Kazaa owner back for another bite at content conspiracy

GristyMcFisty used our news submit to tell us that the Major record labels are set to take Sharman Networks, which own Kazaa will be back in court a second time. Previously in January, the record labels did not offer enough evidence of harm from the defendants. This coming lawsuit is identical to that in January , but the labels prepared with more evidence. 

The purpose of this lawsuit is to drive peer-to-peer technology out of business. One problem the music labels may face is the issue of price fixing and having high control of the market, thus making competition very difficult.

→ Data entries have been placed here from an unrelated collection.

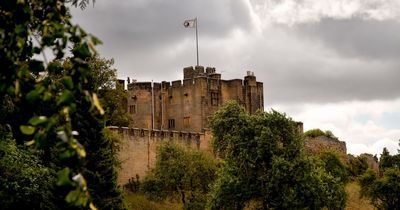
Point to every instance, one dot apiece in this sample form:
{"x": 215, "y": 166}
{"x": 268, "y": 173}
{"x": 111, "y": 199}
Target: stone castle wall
{"x": 316, "y": 145}
{"x": 187, "y": 104}
{"x": 138, "y": 148}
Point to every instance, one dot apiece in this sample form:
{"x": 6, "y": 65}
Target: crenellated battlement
{"x": 138, "y": 147}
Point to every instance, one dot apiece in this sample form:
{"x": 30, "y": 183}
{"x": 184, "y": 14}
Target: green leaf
{"x": 27, "y": 130}
{"x": 37, "y": 120}
{"x": 95, "y": 40}
{"x": 63, "y": 178}
{"x": 97, "y": 104}
{"x": 65, "y": 98}
{"x": 67, "y": 81}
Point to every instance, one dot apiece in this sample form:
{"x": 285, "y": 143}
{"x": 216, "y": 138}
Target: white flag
{"x": 190, "y": 23}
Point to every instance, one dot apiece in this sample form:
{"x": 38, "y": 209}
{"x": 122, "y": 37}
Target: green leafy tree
{"x": 183, "y": 173}
{"x": 384, "y": 192}
{"x": 383, "y": 189}
{"x": 24, "y": 182}
{"x": 50, "y": 101}
{"x": 112, "y": 94}
{"x": 357, "y": 165}
{"x": 331, "y": 162}
{"x": 264, "y": 162}
{"x": 388, "y": 161}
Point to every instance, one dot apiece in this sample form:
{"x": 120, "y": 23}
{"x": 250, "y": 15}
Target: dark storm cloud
{"x": 367, "y": 39}
{"x": 305, "y": 84}
{"x": 354, "y": 59}
{"x": 145, "y": 25}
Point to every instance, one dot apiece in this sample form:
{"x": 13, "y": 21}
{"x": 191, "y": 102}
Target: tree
{"x": 264, "y": 162}
{"x": 384, "y": 192}
{"x": 24, "y": 182}
{"x": 47, "y": 97}
{"x": 332, "y": 164}
{"x": 111, "y": 93}
{"x": 183, "y": 173}
{"x": 357, "y": 165}
{"x": 383, "y": 189}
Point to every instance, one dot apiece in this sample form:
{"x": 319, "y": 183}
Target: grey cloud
{"x": 144, "y": 38}
{"x": 368, "y": 39}
{"x": 154, "y": 24}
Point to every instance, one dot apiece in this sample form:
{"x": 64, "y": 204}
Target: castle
{"x": 177, "y": 111}
{"x": 186, "y": 106}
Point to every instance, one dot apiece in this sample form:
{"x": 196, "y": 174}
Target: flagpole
{"x": 197, "y": 44}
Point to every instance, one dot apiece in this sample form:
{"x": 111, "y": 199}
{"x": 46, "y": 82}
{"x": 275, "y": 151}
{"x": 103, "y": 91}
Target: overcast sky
{"x": 332, "y": 64}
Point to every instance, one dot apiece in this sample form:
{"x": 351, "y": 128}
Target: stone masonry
{"x": 186, "y": 105}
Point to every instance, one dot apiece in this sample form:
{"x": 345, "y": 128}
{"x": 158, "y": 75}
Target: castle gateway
{"x": 187, "y": 106}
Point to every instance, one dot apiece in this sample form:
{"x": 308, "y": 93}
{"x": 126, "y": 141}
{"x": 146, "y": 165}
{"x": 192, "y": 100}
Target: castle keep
{"x": 177, "y": 111}
{"x": 186, "y": 105}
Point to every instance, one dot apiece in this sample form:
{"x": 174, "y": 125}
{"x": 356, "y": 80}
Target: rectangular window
{"x": 171, "y": 123}
{"x": 186, "y": 122}
{"x": 214, "y": 99}
{"x": 132, "y": 109}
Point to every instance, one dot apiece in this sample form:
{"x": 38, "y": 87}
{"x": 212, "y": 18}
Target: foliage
{"x": 333, "y": 165}
{"x": 50, "y": 100}
{"x": 388, "y": 161}
{"x": 179, "y": 172}
{"x": 355, "y": 201}
{"x": 357, "y": 165}
{"x": 139, "y": 201}
{"x": 112, "y": 95}
{"x": 264, "y": 161}
{"x": 318, "y": 132}
{"x": 24, "y": 182}
{"x": 384, "y": 192}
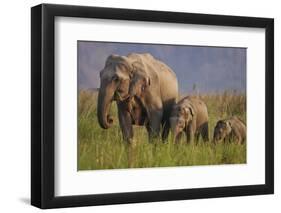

The record labels will argue against the original judge's belief which was that the consumers where responsible for piracy and not the peer-to-peer networks itself.

File sharing network owner, Sharman Networks is set to give its private anti-trust action against the major record labels and Hollywood studios, another bash, after it failed to get a court to take it seriously last time, saying it didn't offer evidence of harm from the defendants.

Now it has come back with another suit, this time saying that it will name names, and places and meetings of when industry executives courted the company and how they then conspired to shut them out. The new suit is identical to the last one, filed in January, except for this provision of extra evidence.

The purpose of the conspiracy is to drive peer to peer technology out of business, the suit claims. There must be, at some stage, a serious platform to investigate the cartel nature of the music companies, with common pricing and the film companies, both of which control their channel to market to the detriment of other competitors. In particular the existence of Movielink, owned by the studios (except Disney) and run for the studios (including Disney) as the most privileged of Video on Demand movie services.

But chances are that the peer-to peer brigade, (Sharman networks now owns Kazaa) are perceived as far less trustworthy even than the comfortable establishment represented by studios and record labels, so perhaps this will not be the case that brings their relationships out into the open.

The record labels are still suing Kazaa and Sharman Networks and go to appeal shortly, where they will argue against the first round judge's belief that peer-to-peer networks are not in themselves responsible for piracy, their customers are.

I would agree with what the original Judge said. It is up to the consumer to decide if they want to make music available online. I do not see ISPs, network hardware companies and so on going to court, since they provide the connectivity for the users and it is up to the user to decide how to use their equipment. Finally, peer-to-peer networks existed long before even the days of even Napster. If you connect up two or more PCs to a hub on a common workgroup, then you have a peer-to-peer network with the ability to share files! Kazaa and most of the other file sharing applications work similar to Window's built in file sharing, but work over a wide area network (Internet) rather than a local area network (single location).